Говорить по секрету потеряло всякий смысл, но вот прилипло к Кирил­лу – не отодрать, – в роли этакого поэтического нюанса речи, всегда смелой и колоритной. Нетрудно вообразить его речь, окажись он вдобавок еще и внуком Жаботинского, но не будем травить душу, поскольку и без того он – человек выдающийся.

Выдающийся не в смысле известности, а в том смысле, что у него всегда выдается, выпирает ум. Как в тесной комнате острый угол стола, на который все натыкаются. На ум Кирилла тоже все натыкаются. Он всегда заявляет о себе еще до того, как его хозяин открывает рот: "Смотрите на меня, смотрите! Я ум Кирилла. Не правда ли, нет в мире ничего острее и сильнее меня!"

Ну, а уж, когда Кирилл сам заговорит, тогда и вовсе туши лампу, потому как никакой лампы не нужно. Его ум освещает все вокруг поярче самых ярких ламп. Вот такие мы еврейцы-плебейцы, еврейцы-эпикурейцы. Нам что дыму в глаза напустить, что ума – пара пустяков. Нам мало быть умны­ми – нам не терпится поколоть этим чьи-то глаза. Нам мало быть богатыми – нам не терпится обвесить себя золотом с головы до пят. Нате, смотрите – нате, завидуйте!

Что поделать, люди не любят этого. Я тоже не люблю.

Сказать об этом Кириллу – бесполезно, потому что он немедленно с тобой согласится и начнет уверять, что сам об этом всю жизнь только и знает что говорит.

– Что же ты хочешь? Это же наши еврейцы. Разве они умеют иначе? Что? Да... Разве они понимают, что это некрасиво, что это уродливо? Я тебя умоляю, о чем ты говоришь? Тут разве есть о чем говорить? Послушай, не вбивай себе это в голову. А? Что?..

Вообще, он настаивает, что евреи его меньше всего интересуют и не будь антисемитов, он забыл бы даже думать о евреях. Но тем не менее, видимо, потому что антисемиты все еще кое-где есть, он то и дело приносит мне прекрасную патриотическую информацию. Начинает он обычно так:

– Что ты знаешь? Я тебе по секрету скажу...

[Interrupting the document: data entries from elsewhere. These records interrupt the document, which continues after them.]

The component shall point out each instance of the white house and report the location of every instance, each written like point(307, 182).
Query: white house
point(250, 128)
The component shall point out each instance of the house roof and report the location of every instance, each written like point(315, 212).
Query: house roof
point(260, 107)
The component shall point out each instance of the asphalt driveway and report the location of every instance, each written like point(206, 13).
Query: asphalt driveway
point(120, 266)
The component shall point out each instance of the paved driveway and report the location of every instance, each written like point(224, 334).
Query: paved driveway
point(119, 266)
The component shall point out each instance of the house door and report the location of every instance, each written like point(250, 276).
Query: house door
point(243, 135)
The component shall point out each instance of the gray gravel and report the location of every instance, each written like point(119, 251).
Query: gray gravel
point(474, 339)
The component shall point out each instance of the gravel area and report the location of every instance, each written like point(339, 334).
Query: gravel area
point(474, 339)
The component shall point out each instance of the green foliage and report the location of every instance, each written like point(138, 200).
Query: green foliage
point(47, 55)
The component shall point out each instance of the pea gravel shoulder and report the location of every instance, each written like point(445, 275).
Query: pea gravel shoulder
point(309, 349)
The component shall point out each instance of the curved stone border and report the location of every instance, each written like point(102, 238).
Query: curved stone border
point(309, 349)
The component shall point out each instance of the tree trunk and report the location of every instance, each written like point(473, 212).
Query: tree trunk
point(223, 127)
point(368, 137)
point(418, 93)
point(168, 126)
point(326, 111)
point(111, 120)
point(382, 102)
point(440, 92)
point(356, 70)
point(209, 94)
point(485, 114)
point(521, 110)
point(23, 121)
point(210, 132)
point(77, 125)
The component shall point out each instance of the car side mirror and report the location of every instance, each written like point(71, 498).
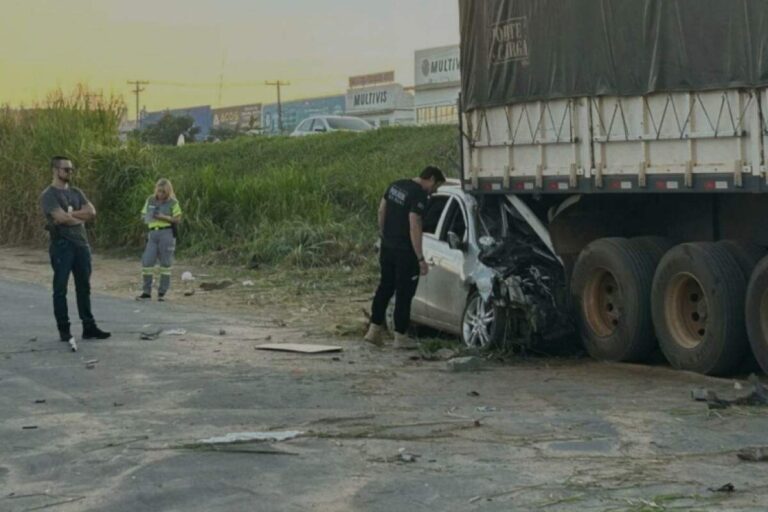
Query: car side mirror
point(454, 242)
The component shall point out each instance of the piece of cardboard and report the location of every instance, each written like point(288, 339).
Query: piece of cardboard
point(300, 348)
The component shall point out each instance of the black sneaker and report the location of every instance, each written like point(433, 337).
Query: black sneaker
point(65, 335)
point(92, 332)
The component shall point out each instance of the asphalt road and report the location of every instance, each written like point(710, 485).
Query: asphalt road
point(381, 432)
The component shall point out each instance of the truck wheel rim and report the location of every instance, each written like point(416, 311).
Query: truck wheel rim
point(687, 310)
point(478, 323)
point(603, 303)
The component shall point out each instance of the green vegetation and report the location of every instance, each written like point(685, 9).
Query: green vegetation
point(306, 202)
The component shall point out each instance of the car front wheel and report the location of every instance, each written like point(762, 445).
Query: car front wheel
point(482, 324)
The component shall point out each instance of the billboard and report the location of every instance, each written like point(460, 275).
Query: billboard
point(378, 98)
point(296, 111)
point(437, 66)
point(201, 115)
point(240, 118)
point(371, 79)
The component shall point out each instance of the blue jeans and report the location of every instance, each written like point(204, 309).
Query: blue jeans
point(68, 257)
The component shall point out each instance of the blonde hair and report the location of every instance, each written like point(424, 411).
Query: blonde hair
point(165, 184)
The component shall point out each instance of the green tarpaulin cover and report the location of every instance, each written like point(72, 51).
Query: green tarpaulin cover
point(527, 50)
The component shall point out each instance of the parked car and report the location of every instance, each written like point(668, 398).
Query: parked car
point(325, 124)
point(493, 277)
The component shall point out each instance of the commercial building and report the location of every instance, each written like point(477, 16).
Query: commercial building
point(379, 100)
point(437, 80)
point(294, 112)
point(201, 115)
point(242, 118)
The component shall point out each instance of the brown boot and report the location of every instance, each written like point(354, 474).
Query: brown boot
point(374, 335)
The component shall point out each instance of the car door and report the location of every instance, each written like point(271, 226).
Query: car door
point(446, 284)
point(430, 228)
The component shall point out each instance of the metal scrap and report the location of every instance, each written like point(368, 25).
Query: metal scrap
point(249, 437)
point(757, 397)
point(759, 454)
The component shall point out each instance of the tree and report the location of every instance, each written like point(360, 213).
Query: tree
point(167, 130)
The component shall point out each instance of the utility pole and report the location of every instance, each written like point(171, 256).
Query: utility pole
point(138, 89)
point(278, 84)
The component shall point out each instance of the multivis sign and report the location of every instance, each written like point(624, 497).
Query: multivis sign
point(372, 99)
point(437, 66)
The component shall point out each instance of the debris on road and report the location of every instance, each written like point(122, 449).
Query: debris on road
point(249, 437)
point(300, 348)
point(759, 454)
point(758, 396)
point(729, 487)
point(465, 364)
point(209, 286)
point(150, 335)
point(407, 457)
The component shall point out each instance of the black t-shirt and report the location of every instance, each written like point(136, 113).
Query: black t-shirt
point(68, 199)
point(403, 197)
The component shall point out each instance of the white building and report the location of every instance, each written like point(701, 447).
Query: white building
point(380, 101)
point(437, 78)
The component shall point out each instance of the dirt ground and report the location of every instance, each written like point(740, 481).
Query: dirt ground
point(381, 430)
point(333, 302)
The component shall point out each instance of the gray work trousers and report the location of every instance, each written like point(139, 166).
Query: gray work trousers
point(161, 245)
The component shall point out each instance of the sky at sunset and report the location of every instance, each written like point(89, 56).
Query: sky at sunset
point(183, 47)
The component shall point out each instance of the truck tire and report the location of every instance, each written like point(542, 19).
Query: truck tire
point(697, 302)
point(757, 313)
point(483, 324)
point(747, 254)
point(611, 288)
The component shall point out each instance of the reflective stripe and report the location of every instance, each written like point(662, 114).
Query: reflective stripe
point(159, 224)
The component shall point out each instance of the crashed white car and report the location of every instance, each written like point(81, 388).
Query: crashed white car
point(494, 277)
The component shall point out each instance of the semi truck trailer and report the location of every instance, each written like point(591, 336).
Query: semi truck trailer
point(636, 131)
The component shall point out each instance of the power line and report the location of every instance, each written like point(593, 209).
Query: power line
point(138, 89)
point(278, 84)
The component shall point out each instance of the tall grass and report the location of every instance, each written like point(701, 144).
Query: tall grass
point(78, 125)
point(300, 201)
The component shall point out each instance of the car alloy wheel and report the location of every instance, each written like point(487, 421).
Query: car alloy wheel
point(478, 323)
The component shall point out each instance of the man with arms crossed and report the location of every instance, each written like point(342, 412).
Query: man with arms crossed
point(66, 211)
point(401, 258)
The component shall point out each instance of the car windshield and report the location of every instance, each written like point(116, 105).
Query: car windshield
point(357, 125)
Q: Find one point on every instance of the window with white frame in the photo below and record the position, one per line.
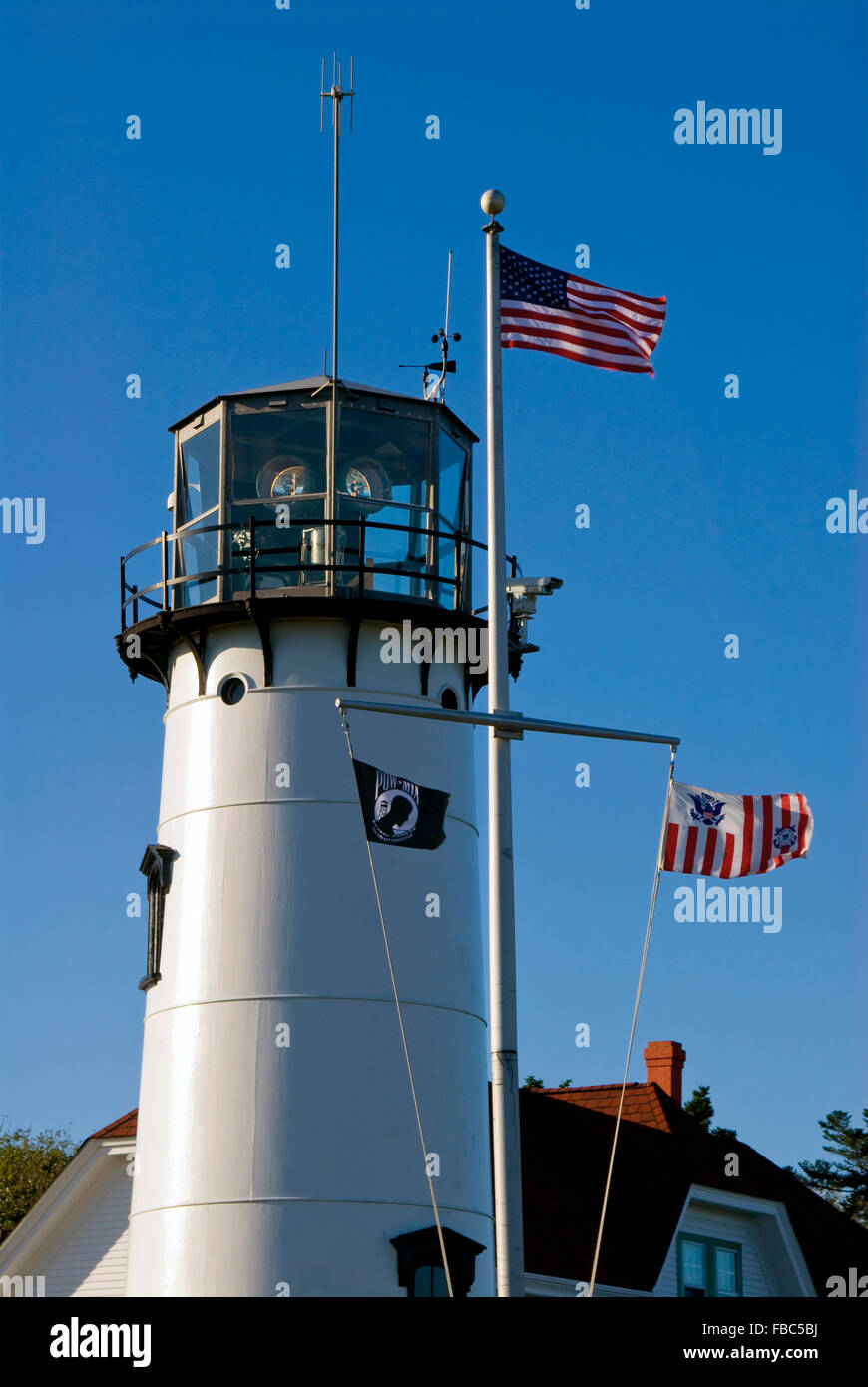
(708, 1266)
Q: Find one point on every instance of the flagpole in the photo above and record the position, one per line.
(505, 1138)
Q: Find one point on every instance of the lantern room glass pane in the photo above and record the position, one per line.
(381, 459)
(200, 473)
(451, 493)
(198, 554)
(284, 555)
(277, 455)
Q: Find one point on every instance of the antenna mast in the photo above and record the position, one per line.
(336, 95)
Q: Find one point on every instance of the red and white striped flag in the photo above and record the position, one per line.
(548, 309)
(733, 835)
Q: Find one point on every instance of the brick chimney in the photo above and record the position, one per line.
(664, 1062)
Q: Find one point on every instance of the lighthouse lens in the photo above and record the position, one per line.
(291, 482)
(358, 484)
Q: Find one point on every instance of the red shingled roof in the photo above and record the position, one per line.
(121, 1127)
(645, 1103)
(566, 1144)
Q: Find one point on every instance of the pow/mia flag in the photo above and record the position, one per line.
(398, 811)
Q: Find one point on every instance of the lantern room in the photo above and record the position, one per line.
(312, 488)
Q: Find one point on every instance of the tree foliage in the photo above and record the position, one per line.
(699, 1106)
(842, 1181)
(28, 1165)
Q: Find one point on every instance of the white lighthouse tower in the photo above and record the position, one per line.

Так, по секрету, он поведал однажды о том, что у славян, населяв­ших территорию будущей Киев­ской Руси, слов Рус или Рос не было; что эти слова ­– не местного происхождения, а иноземного, и больше того: самого славянского племени под названием Рус или Рос тоже никогда не существо­ва­ло; что, согласно книгам, как историков-норманистов (сторонников тео­рии скан­ди­нав­ского происхождения Руси), так и их оппонентов, историков-антинорманис­тов, русы – народ на эти земли пришлый; что эти русы поначалу были вовсе не народ, а еврейские торговцы и пираты, отказав­ши­еся от иудаизма; что так оно и зафиксировано в арабских, персидских и еврейских рукописных источниках; что слово рус – это еврейское слово руш, означающее не что иное, как злодей, то есть человек злостно предавший иудейскую веру; что господствующей религией хазарс­кого царства (или каганата) был иудаизм, что эти русы-евреи были прекрасными воинами и торговцами, что сначала они заселили и контроли­ровали земли всего Северного Причерноморья, а уж потом, поднявшись дальше на Север, создали Киевскую Русь; что эта созданная евреями Русь лишь по случайности и под сильным политическим давлением со стороны Византии приняла византийское христианство, а, на самом деле, очень колебалась в выборе между исламом и иудаизмом – так что могло легко случиться, что Русь, как и Хазарский каганат, приняло бы религию Яхве и тогда... и тогда яснее ясного, что никакого русско-еврейского вопроса не существовало бы и так далее, и так далее, и так далее.